Tasty Cabbage Rice – Instant Pot

Spread the love

Cabbage Rice is a simple and tasty, vegan rice dish that is loaded with vitamins from cabbage and has just right heat from fresh ginger and green chilies.

This is one of my mom’s newest recipe that I got to taste and learn when she visited me this summer. When she first made it on the stove-top, I was not sure if it would be a good recipe for Instant Pot. As, this recipe does not use a lot of water. The soaked rice is basically slow cooked with little water and then all the juices from shredded cabbage.  It did take us a couple of tries to achieve this perfect Instant Pot recipe!

cabbage rice

We started with a whole head of cabbage bought fresh from the farmers market. After chopping it into smaller pieces, we grated them in the food processor. We had about eight heaping cups of cabbage that we used in this recipe! This recipe uses long grain Basmati rice and is cooked mostly in the water released from the cabbage. Rice button, which is a 12 minute low-pressure setting works perfectly for this recipe. And if there is some rice browned at the bottom, just scrape it and enjoy it.

Here is a good article I recently came across that explains asafetida or hing used as an optional ingredient in this recipe!
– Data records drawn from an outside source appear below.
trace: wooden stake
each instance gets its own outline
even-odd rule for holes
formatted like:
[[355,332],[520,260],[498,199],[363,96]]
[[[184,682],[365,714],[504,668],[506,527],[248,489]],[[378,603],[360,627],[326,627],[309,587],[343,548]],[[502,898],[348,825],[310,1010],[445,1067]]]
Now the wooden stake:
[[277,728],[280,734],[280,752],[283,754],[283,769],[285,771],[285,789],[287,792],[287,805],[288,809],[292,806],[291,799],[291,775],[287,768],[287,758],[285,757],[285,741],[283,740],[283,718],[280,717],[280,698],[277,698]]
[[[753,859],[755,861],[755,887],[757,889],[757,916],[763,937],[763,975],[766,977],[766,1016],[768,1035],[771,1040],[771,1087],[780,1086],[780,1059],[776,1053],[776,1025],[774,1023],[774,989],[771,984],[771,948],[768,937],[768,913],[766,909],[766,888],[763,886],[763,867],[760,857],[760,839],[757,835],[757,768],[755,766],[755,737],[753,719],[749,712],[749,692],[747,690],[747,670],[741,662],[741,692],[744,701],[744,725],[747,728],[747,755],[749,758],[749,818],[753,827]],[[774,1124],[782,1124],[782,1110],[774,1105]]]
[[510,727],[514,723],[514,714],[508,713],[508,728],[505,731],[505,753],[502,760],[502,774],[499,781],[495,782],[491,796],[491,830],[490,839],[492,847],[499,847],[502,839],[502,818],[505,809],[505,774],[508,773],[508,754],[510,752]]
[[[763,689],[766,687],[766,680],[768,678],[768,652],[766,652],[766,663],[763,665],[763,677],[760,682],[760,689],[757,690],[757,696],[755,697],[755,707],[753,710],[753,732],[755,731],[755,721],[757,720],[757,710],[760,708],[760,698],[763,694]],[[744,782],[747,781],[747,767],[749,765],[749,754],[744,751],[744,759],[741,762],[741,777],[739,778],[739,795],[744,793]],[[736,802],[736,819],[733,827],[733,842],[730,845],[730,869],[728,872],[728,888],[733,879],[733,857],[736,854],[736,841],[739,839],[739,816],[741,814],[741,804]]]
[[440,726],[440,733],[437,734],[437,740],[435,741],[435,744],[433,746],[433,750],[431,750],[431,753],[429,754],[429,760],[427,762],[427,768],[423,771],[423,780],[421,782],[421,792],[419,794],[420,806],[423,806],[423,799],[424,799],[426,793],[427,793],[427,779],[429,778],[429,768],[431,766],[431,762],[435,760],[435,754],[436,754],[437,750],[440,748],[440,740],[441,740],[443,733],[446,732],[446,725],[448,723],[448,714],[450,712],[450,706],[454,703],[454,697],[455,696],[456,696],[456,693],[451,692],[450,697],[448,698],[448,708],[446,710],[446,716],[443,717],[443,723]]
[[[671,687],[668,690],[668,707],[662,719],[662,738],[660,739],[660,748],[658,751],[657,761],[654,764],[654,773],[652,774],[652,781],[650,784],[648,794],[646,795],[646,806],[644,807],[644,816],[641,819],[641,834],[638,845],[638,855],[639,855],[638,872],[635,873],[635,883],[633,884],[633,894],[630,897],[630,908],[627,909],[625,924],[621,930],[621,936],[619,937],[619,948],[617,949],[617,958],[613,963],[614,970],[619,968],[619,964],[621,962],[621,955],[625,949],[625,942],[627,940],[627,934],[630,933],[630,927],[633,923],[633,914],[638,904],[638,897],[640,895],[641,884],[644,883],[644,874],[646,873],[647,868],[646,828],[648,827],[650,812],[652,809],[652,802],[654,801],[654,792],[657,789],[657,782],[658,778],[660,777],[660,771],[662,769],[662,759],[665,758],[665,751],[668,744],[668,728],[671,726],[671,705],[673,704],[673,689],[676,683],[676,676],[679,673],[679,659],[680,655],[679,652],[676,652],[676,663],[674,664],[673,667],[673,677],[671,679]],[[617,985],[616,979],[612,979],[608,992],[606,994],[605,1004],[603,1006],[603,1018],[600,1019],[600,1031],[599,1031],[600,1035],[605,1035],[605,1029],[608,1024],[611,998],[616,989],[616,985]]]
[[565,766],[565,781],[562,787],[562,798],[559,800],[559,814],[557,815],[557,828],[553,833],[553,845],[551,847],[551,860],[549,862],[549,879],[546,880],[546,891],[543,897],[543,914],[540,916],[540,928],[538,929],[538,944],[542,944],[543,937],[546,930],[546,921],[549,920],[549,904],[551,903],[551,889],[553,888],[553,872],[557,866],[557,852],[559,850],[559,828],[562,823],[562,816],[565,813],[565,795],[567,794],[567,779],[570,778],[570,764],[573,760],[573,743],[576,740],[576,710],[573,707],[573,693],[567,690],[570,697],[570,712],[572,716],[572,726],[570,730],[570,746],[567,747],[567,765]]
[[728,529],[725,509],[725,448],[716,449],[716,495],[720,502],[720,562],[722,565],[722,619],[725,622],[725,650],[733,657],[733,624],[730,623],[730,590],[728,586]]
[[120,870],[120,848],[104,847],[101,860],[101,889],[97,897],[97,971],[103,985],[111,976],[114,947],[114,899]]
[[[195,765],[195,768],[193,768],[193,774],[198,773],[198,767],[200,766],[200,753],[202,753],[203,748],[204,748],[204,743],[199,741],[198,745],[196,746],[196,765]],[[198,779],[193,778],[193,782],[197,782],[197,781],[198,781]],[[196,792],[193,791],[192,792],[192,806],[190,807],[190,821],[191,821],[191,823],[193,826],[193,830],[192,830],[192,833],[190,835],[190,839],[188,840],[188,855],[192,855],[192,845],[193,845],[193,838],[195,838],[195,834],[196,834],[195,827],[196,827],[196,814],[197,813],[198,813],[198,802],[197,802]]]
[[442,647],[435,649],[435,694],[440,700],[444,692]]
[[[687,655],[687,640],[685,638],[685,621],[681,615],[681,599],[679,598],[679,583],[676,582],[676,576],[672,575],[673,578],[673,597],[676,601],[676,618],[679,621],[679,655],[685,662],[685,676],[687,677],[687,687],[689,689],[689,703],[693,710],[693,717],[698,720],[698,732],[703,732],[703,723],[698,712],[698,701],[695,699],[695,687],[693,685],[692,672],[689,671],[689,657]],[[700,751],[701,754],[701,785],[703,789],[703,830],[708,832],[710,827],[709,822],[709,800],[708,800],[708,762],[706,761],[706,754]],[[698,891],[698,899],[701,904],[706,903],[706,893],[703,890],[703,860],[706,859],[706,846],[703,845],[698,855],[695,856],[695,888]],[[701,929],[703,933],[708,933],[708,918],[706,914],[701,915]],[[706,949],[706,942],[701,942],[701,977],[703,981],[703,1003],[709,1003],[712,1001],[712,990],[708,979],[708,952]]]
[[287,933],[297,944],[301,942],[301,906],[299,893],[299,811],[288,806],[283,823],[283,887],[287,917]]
Notes for tasty cabbage rice in Instant Pot:
  • Use long grain white Basmati Rice
  • Soak Rice for 2 hours
  • use fresh ginger and curry leaves

5 from 1 vote
cabbage rice
Cabbage Rice - Instant Pot
Prep Time
2 hrs
Cook Time
20 mins
Total Time
2 hrs 20 mins
A simple and flavorful one-pot vegan rice dish is loaded with vitamins from cabbage and the perfect heat from fresh ginger and green chilies
Course: Main Course
Cuisine: Indian
Servings: 8
Calories: 280 kcal
Author: Archana Mundhe
  • 2 cups Basmati rice
  • 2 tablespoon oil
  • 1/4 teaspoon asafetida optional for gluten free
  • 1 teaspoon mustard seeds
  • 1/2 cup peanuts
  • 1/2 teaspoon turmeric
  • 15-20 curry leaves
  • 2 tablespoon ginger grated
  • 4 green chillies minced
  • 8 cups shredded cabbage packed
  • 2 teaspoon salt
  • 2 tablespoon lemon juice
  • 1/2 cup cilantro chopped
  • 3 tablespoon fresh coconut grated
  1. Rinse the rice 2-3 times and then soak the rice in 4 cups of warm water for 2 hours. Drain the rice and keep aside.
  2. Turn Instant Pot to Saute(more) mode. Once the ‘hot’ sign displays add oil and asafetida. Add mustard seeds and allow them to pop.
  3. Add peanuts and sauté for a minute. Add turmeric, curry leaves, ginger and green chili. Mix everything together and cook until peanuts are golden brown.
  4. Add grated cabbage and salt. Mix again.
  5. Add drained rice and gently mix everything together. Add 2 cups of water.
  6. Close Instant Pot lid with pressure valve to sealing. Press the ‘Rice’ button. Allow Natural Pressure Release. Open Instant Pot and pour lemon juice. Garnish with cilantro and coconut.
  7. Enjoy hot!
Nutrition Facts
Cabbage Rice - Instant Pot
Amount Per Serving
Calories 280
* Percent Daily Values are based on a 2000 calorie diet.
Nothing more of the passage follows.